The lawsuit also says a BZA member who has a relative living near the proposed venue site should have abstained from the vote.
The petition, filed earlier this month in Hancock County Circuit Court, states the decision by the board was arbitrary, capricious and constituted an abuse of discretion.
“There’s a judicial review and a complaint on a violation of the Open Door Law, and we’re really concerned about the one board member not being disqualified,” Merlau said.
The petition argues that the secret ballot made the entire action “illegal.” Merlau is asking the court to void the vote with instructions to grant the special exception in order to prevent the BZA from continuing the illegal voting practice in the future.
Members of the BZA did not return calls seeking comment, although board member Clint Bledsoe did text the Daily Reporter that he could not comment on the issue. Brandee Bastin, president of the New Palestine Town Council, said she could not comment on pending litigation.
The lawsuit states BZA member Chester Mosley should have been a “disqualiﬁed member” because his daughter and son-in-law live next door to the property and were the original complainants as well as the main opponents to comment at the BZA meeting.
Merlau said his clients were not treated fairly because the board refused to disqualify Mosley and appoint a substitute member as required by statute.
“Hopefully, things will get corrected,” Merlau said. “I think the court has got to be concerned with the non-disqualification.”
The Adamses have invested $110,000 in the building at 121 E. Main St. and sought to change its zoning status from “storage” to an “assembly hall.” The couple had been holding events there for some time; they were seeking to formalize a variance after the town received complaints about noise.
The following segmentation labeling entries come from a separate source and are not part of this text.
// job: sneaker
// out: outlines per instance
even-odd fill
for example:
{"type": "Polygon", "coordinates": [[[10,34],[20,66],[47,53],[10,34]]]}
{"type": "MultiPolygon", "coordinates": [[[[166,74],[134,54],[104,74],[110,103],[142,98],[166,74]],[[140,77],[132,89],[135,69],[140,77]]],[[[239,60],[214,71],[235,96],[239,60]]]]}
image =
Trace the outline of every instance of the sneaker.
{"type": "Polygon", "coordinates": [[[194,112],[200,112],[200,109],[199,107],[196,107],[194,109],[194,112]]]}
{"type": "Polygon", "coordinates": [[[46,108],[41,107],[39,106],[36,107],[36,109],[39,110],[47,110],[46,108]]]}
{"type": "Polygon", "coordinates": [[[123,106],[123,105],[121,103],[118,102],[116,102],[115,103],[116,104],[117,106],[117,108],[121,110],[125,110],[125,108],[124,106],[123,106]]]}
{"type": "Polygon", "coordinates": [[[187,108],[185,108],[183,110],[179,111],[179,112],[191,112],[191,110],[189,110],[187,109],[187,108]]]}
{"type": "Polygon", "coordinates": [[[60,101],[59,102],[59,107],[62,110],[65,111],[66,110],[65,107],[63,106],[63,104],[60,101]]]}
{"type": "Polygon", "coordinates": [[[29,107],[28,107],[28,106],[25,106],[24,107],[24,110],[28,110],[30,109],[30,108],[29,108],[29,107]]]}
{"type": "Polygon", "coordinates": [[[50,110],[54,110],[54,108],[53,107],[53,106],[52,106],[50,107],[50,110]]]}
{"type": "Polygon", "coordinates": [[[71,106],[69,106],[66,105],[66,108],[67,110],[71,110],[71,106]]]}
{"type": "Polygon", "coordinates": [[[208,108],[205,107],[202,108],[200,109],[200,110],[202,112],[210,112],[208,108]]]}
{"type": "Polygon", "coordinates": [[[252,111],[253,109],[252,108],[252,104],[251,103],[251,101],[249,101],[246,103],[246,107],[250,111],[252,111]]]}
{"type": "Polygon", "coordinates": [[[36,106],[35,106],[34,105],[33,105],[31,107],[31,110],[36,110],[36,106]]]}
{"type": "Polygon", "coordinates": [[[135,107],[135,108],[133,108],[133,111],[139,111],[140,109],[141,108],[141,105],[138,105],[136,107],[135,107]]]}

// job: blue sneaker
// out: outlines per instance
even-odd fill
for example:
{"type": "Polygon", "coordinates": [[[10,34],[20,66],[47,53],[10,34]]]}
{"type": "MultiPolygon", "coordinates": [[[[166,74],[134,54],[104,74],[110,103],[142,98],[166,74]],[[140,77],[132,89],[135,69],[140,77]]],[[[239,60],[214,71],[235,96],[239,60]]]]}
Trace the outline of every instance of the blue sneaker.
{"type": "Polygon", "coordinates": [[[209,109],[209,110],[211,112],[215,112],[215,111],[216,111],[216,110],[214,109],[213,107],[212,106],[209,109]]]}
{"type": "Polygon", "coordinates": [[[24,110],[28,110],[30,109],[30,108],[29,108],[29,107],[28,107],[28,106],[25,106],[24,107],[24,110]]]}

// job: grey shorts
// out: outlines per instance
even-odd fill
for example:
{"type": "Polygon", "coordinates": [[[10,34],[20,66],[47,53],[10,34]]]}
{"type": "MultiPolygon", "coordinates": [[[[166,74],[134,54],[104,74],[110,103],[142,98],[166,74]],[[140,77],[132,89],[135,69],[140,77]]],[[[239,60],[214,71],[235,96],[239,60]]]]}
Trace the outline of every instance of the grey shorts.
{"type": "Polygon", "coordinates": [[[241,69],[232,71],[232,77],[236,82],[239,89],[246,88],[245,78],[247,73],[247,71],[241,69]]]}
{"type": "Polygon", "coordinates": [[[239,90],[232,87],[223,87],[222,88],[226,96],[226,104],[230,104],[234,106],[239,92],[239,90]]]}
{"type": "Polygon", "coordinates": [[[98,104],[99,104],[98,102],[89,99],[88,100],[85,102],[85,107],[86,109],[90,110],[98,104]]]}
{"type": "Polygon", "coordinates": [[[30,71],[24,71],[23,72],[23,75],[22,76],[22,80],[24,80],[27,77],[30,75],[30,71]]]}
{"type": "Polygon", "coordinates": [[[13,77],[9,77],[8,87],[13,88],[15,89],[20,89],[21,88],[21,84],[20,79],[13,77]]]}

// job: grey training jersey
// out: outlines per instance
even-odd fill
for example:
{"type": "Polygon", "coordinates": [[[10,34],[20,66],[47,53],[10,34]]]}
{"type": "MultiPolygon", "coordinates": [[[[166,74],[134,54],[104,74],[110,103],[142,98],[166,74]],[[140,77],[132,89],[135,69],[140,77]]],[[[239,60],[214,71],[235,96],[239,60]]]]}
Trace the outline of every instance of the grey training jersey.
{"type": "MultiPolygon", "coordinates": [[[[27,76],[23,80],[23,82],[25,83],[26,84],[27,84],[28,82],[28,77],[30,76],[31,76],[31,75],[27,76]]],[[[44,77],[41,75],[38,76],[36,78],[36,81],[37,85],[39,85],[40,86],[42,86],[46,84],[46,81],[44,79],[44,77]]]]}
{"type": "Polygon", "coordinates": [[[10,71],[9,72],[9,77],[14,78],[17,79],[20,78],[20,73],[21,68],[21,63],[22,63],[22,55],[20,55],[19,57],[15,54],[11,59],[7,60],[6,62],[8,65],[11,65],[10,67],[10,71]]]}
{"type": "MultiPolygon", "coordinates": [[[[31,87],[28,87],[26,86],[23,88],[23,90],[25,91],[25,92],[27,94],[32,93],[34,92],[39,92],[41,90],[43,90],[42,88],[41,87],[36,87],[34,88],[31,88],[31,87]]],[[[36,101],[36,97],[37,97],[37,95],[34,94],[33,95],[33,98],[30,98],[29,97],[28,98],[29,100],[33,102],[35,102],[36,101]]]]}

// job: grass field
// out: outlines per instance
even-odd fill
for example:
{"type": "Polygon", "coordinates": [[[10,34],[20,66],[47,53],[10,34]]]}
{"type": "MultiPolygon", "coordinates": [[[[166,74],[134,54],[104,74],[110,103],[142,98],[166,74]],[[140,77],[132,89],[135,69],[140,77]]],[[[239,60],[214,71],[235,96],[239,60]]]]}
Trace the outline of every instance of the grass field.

The vote was taken by secret ballot at the BZA meeting Oct. 21, and the board’s president, Adam Axthelm, announced the result without revealing how the individual board members voted. After that, the board adjourned the meeting, which had been attended by several people to hear the discussion.
Secret votes by governing boards are not allowed under the state’s Open Door Law. When the Daily Reporter objected, the board released the vote results the next morning. Axthelm and board members Mike Evans, Bledsoe and Mosley voted against the proposal. Kathy Hall voted in favor.